Does PHP really need another web framework cloned from Rails? Does Ruby really need another XML parsing library? Never say never, I guess, but I doubt it. If you want to work on something like that, it'd be a lot more productive to throw your talents into improving some existing project, rather than striking out on your own.

By all means, scratch your own itch. Just look around for a nice stick someone's left for you before you decide to invent a new yoga pose to do your scratching from. I sometimes feel like the Rails users put a little too much emphasis on novelty, and doing things in some new way, even when the old way really wasn't that bad to begin with. I think it's a desire born from very real and respectable foundations, like don't be constrained by old ways of doing things when you think you can do better. But, man, sometimes you can't do better. There's a lot of knowledge and practice in software which works pretty well, and it's usually ill advised to assume you're smarter. Bill and Ted said it all for me. "The only true wisdom comes in knowing that you know nothing." I dunno, maybe that was Socrates.
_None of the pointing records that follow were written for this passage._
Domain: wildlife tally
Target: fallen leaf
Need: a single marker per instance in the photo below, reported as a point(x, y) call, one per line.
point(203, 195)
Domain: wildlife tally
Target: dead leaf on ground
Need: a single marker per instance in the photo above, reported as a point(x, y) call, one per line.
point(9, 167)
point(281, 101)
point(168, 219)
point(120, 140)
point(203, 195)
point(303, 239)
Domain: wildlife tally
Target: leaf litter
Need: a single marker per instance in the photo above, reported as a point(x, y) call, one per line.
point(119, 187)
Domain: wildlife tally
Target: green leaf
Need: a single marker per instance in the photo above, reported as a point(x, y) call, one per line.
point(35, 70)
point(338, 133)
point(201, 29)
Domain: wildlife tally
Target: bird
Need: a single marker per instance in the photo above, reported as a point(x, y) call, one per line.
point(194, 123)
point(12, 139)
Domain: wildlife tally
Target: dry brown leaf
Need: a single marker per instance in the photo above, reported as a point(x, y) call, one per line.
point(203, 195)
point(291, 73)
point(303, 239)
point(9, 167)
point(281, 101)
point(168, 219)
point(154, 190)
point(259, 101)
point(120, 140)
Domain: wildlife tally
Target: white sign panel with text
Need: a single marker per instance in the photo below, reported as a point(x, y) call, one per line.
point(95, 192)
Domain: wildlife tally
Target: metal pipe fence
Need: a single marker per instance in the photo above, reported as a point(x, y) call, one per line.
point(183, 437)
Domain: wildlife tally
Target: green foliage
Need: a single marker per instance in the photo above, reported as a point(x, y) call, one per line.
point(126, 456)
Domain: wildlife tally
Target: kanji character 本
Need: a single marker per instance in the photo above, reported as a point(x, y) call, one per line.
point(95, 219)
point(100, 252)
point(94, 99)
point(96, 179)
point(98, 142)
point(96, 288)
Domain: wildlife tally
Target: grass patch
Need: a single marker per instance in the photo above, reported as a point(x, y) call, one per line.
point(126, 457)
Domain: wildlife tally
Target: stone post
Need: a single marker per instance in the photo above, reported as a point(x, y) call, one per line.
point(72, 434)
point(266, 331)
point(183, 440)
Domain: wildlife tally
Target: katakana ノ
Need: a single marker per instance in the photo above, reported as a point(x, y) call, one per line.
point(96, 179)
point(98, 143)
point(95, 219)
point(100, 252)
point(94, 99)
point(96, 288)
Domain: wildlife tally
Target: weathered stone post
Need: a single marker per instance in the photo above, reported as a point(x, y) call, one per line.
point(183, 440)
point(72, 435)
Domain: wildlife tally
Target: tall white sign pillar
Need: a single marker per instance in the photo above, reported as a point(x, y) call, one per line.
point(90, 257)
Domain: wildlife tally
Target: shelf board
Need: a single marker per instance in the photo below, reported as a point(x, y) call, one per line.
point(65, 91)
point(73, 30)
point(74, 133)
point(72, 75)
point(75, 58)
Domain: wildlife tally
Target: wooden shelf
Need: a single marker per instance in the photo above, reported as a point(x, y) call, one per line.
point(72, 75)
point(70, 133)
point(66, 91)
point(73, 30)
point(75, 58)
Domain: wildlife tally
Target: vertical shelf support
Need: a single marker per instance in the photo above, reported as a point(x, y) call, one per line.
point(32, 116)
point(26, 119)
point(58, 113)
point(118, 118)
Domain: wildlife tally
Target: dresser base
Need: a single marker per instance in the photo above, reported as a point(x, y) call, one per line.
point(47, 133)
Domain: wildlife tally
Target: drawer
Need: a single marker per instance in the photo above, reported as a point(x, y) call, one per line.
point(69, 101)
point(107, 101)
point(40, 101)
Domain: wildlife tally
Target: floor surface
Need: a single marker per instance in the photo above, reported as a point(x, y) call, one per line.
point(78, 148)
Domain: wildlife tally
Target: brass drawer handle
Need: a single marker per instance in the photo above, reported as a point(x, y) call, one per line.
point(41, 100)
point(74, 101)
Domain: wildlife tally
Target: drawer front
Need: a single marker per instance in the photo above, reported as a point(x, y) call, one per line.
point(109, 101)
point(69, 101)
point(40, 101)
I say 'usually', because of course it's not always true. Sometimes people really do come up with better ideas, and we should be glad for those who are willing to say so. We should all be glad for the guy who will stand up and say the emperor has no clothes. But this can lead to a culture which values innovation for innovation's sake. It is bound to produce a bunch of sludge as well.

The problem is not that any of these things is inherently a bad idea. The problem is invention for invention's sake. This is the software equivalent of a fashion show, and it's just as pointless. Make something that does something new, not something that lets people do the same stuff in different syntax.

So, don't repeat yourself. But don't repeat others either. Find out what other code is out there which solve the problem you're working on. Help to improve that project. Talk about what it could do better. Don't spend your days toiling in isolation, reinventing everything under the sun.